After high school, Cox volunteered for the United States Army, completed initial processing at Camp Atterbury, Indiana, and underwent basic training at Fort Knox, Kentucky. He was then assigned to the United States Constabulary, which carried out police occupation and security duties in Allied-occupied Germany, and attained the rank of sergeant. In May 1947 he began an assignment with Troop C, 6th Constabulary Squadron, based in Coburg. He was later assigned to the 6th Squadron's Headquarters Company, where he worked in the S-2 (intelligence) section. When the 6th Squadron was disbanded, Cox was assigned to Troop D, 27th Constabulary Squadron, in Schweinfurt. Cox was a basketball fan, and while in Germany played guard on his units' intramural teams.

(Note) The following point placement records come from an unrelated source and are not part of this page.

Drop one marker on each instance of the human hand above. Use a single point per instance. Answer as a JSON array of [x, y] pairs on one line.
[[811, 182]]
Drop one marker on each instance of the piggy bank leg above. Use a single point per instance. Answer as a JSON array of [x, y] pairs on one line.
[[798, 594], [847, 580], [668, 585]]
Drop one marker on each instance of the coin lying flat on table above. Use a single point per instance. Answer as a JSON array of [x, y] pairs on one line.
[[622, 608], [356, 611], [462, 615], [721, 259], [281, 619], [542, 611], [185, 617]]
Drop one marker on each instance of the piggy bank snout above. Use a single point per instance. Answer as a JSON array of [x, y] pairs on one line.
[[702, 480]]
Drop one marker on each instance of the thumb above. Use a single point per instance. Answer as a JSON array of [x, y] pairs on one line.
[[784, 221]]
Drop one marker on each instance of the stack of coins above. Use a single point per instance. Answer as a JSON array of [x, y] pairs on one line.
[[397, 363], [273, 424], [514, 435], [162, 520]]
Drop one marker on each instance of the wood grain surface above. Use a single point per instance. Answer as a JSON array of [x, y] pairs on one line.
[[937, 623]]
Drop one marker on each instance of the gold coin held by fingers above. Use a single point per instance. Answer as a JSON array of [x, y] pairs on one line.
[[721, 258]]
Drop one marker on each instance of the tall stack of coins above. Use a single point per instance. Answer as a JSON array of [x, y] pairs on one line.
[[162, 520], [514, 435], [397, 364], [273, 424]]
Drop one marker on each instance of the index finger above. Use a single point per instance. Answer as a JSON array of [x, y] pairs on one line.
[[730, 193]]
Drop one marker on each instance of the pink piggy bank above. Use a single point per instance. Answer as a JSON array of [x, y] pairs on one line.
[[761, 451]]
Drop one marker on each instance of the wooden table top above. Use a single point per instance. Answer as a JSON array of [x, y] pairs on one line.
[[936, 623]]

Later in 1947, Cox received an appointment to West Point; he arrived at the United States Military Academy Preparatory School (then located at Stewart Field) in January 1948. (Note: Cox qualified for two appointments. One was awarded to currently serving military members. The other was a Congressional appointment from J. Harry McGregor. Both were obtained as the result of competitive examinations, but researcher Marshall Jacobs and author Harry J. Maihafer speculated that Cox's mother's efforts to obtain the Congressional appointment might have made Cox feel his own success at obtaining an appointment had been minimized, which could have been a source of friction between them, and might have contributed to his desire to leave West Point and start a new life.) His prep school classmates included Ernest Shotwell, who later became an important source on Cox's disappearance when he provided an eyewitness account that indicated Cox had disappeared voluntarily and was deliberately avoiding contact with his family.

Cox entered West Point in May 1948 and performed well; academically, he was ranked about 100th of 550. He also took part in extracurricular activities, including West Point's cross-country running team. During his yearling (sophomore) year, Cox was voted his cadet company's (Company B-2) top cadet. Cox was engaged to be married; he and his fiancée, Betty Timmons, planned to wed after his graduation.

==Disappearance==
At 4:45 pm on Saturday, January 7, 1950, a man telephoned Cox's West Point classmate, Peter C. Hains IV, who was acting as Charge of Quarters in Cadet Company B-2 (part of the North Barracks) and answered incoming calls for company members. Hains later said the caller's "tone was rough and patronizing, almost insulting." After he told the man that Cox was not in his room, the man replied, "Well, look, when he comes in, tell him to come on down here to the hotel. ... Just tell him George called – he'll know who I am. We knew each other in Germany. I'm just up here for a little while, and tell him I'd like to get him a bite to eat." (Note: The caller was referencing West Point's Thayer Hotel, where cadets were allowed to dine with visitors.) Hains later stated he could not be completely certain the name given was "George", as he had answered many phone calls while on duty and that one had not seemed noteworthy at the time; Cox never referred to the man by name.

At 5:30 pm, a man entered Grant Hall—an area where cadets could meet guests—and asked to see Cox. The cadet on duty telephoned Cox to tell him he had a visitor. The cadet later described the visitor as slightly under 6 ft tall and weighing around 185 lb. He was fair-haired, had a fair complexion and wore a belted trenchcoat, but no hat. When Cox entered the Hall, he shook hands with the man; the cadet on duty later recalled Cox seemed glad to see him. Cox signed out in the Company B-2 Departure Book, indicating he would have dinner with his visitor at the Thayer Hotel. Cox later admitted to his roommates that they did not dine, but drank from a bottle of whiskey while sitting inside the man's parked car.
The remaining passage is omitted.